What a mouthful, osteosarcopenia. This condition that refers to bone and muscle losses is relatively new. There is a lack of consensus among researchers on what to call it (sarco-osteopenia, sarco-osteoporosis, osteosarcopenia). No matter what they name it, for you and I this is a topic we need to unpack.
Before we dive into this week’s episode … a shout out to listener mlg114 who left this comment in iTunes:
“You and Figs might have saved my marriage. My husband and I have been in the “me exercise you not” pattern for a few years! We’ve been hurting each other unintentionally on this very subject! Result has been severe resentment though we’re about to celebrate 25 years married! You have spread your mission of kindness to us successfully! Thank you with all my heart for this valuable, intelligent podcast!”

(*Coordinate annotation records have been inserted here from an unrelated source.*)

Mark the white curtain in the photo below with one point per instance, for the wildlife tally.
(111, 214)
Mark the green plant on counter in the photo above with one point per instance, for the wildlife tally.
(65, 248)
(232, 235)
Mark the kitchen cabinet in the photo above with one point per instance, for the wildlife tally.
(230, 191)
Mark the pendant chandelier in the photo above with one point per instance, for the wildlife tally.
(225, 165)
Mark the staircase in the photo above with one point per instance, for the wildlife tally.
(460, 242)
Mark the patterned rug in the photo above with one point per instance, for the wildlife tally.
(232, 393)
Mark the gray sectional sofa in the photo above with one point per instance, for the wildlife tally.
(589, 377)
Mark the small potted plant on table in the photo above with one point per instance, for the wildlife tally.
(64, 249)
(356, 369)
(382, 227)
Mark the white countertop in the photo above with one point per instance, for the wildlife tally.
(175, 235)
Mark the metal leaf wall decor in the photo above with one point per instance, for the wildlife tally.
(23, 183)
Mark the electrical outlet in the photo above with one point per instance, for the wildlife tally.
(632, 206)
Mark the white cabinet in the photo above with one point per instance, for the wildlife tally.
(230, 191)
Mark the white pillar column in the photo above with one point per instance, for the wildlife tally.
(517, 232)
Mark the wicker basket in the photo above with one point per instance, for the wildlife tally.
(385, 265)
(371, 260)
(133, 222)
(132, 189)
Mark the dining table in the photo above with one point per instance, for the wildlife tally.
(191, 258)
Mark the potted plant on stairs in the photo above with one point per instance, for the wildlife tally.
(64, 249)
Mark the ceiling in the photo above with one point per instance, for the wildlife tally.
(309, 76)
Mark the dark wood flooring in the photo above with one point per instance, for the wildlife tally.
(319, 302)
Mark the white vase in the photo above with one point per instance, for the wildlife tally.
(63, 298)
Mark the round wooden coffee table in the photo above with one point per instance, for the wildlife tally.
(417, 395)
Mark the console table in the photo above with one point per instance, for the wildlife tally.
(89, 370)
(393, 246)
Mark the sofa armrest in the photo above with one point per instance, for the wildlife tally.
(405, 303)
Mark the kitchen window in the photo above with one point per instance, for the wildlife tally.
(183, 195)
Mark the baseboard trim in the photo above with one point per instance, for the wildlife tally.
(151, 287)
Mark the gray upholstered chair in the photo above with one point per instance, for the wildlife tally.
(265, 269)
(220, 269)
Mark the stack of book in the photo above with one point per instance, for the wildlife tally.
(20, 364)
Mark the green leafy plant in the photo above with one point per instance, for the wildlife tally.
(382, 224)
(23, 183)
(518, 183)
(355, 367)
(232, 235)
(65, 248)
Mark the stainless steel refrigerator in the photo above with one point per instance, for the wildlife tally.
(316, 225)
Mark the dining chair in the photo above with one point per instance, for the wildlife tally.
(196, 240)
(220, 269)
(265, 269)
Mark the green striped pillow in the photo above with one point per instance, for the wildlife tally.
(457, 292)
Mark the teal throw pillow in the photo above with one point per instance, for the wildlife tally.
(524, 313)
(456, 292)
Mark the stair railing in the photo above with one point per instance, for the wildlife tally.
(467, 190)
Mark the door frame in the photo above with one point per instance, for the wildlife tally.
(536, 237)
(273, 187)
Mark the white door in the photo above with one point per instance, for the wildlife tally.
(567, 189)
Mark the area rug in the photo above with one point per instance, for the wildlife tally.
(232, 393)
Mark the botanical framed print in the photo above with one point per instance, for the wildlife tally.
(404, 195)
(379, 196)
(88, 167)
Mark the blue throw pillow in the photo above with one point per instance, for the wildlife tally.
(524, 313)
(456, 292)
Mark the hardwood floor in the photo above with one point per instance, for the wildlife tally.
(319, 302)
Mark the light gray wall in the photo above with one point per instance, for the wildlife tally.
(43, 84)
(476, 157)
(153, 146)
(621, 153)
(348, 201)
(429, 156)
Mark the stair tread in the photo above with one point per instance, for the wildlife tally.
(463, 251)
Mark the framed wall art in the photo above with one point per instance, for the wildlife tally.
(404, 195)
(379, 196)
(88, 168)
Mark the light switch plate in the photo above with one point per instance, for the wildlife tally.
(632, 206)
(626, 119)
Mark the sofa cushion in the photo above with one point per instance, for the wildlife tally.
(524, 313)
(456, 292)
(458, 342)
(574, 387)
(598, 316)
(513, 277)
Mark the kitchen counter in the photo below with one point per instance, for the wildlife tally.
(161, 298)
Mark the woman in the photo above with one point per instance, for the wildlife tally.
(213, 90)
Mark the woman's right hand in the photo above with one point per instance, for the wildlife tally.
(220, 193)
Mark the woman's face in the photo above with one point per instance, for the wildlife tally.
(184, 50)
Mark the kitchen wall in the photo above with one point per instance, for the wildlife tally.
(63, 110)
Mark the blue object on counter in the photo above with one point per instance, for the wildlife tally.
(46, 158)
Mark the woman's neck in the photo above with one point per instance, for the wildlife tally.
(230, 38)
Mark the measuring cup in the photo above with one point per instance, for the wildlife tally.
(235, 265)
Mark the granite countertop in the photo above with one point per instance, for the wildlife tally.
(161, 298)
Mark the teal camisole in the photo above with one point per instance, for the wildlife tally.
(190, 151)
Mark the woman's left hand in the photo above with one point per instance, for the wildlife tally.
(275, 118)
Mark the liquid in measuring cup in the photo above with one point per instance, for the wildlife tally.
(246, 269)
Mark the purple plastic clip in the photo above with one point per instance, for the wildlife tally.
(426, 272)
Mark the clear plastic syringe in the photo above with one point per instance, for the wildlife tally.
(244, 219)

So thank you to mlg114 this made my day and I shared it with Figs, too.I’d love it if you’d leave a rating in iTunes too. I have been reading these regularly and want to start sharing them with you. I’ll link to iTunes in today’s show notes at flippingfifty.com/osteosarcopenia and to the episode about how to encourage healthy habits without nagging.
So let’s get into it. I’ve got a lot to cover here. You’ll notice this episode is potentially longer than most. It’s a big topic. There’s a lot of controversy at first glance and that’s resulting in a lot of confusion. I want to clear it all up for you.
Osteosarcopenia is the new term given to the combination of osteopenia/osteoporosis and sarcopenia.
I’ve got to cover some vocabulary first.
Osteoporosis is the low bone mineral density (BMD) that is statistically 2.5 standard deviations from the ideal of a young woman. Meaning, it’s significantly lower than ideal bone density.
Osteopenia is the space between that ideal bone mineral density and 2.5 standard deviations from ideal. You’re not good any longer, you’re not quite bad enough to diagnose as having osteoporosis. But it’s not going in the right direction.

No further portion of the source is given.